Приударил дождь, гром смял охи колокольные, но люд стоял, не разбегался. Розно он вёл себя в единой толпе: и на коленях стоя земно кланялся, бия себя в лоб щепотью, и стоя отмахивался двумя перстами, но Никон этого не видел: изношенная жизнь отпячивалась от него, и в последний её дожинок явилось мниху, что вознесён он бысть плотию и зрит на землю с какой-то высоты, видит воинов в мокрых плащах, с копьями в руках, в медных шеломах с красными гребнями, как они спешно сбегают с холма, блистая поножами и прикрываясь от стегающего ливня круглыми, с орлами, щитами. И ему стало надо — теперь же стало надо, не промедлив мига, бежать куда-то за ними, прятаться. Он рванулся вниз, как ныряльщик со скалы, выбрасывая вперёд руки, но что-то властно придержало кисти. И он задёргался в отчаянии. Над ним гружённой каменьями телегой катался гром, слепили, вызмеиваясь, молнии и шипя ввинчивались в холм. Ветер вдавил глаза, растрепал и отбросил бороду, сёк дождевой дробью. И Никон закричал, выгибаясь, и вновь кто-то сильнее прежнего прихватил кисти. Он закосил обезумевшими глазами и узрел свои руки, прикрученные ремнями к толстой перекладине, и ноги, увязанные вервием к деревянному столбу. Он висел на крайнем от двух других, они были свободны, лишь заляпанные кровью и грязью холщовые хитоны валялись у подножий, да зелёная ящерка вертляво копошилась в них, упрятывая малахитовое тельце в грубых складках. И Никон заплакал, смиренно бормоча, что на этом столбе, по Писанию, должно виснуть Дисмасу, хулителю Иисуса.
— И-с-у-с-а! — визгом заложив уши, поправил его злобный голос.

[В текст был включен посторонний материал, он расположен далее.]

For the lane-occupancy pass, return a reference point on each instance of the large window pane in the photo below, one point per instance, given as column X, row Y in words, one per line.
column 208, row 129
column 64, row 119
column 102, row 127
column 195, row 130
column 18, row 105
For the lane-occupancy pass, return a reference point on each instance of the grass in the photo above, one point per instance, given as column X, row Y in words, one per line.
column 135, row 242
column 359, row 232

— Исуса, — повторил и покорно обронил голову Никон: у подножия его столба с гнойной повязкой на левом глазу стоял, широко и прочно расходулив кривые ноги, насмешник над Сыном Божьим разбойник и убийца Дисмас. В ушах Никона заскрежетали слова, складываясь в давно ненавистное ему апостольское пророчество: «Несть на земле человека, кто отпустит тебе грех твой». И Никон чёрным мизгирём, опутанным своими же тенётами, завыкручивался на столбе, возопил:
— Хоть ты-ы отпусти-и!!
Дисмас галантно расшаркался, пальцем оттянул замызганную повязку, свойски мгнул мниху слепым, в бельме, глазом и захохотал, щеря ядрёные жёлтые зубы…

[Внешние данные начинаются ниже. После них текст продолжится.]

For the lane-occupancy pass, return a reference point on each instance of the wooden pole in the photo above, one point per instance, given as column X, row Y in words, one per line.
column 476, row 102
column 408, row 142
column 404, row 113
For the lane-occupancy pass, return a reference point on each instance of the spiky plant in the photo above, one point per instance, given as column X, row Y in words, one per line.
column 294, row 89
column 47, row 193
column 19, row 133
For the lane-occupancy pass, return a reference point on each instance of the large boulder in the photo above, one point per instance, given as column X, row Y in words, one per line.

Игумен Никита с дьяком Чепелевым освободили Никона от увязок, стояли над носилками и тягостно молчали. Зримо было — пение и звон колокольный отчуждились от слуха старца. Он лежал смирно с удручённо прихмуренными бровями и как вздыхает умаявшийся мастеровой, что не успел по обету до заката пошабашить с урочной работой, так и Никон вздохнул горестно, кое-как приопрятил бороду чужеющими ладонями и заикал.
— Душа пузыри пушшат, — буркнул Сергий, — отходит, токмо незнамо камо грядеши.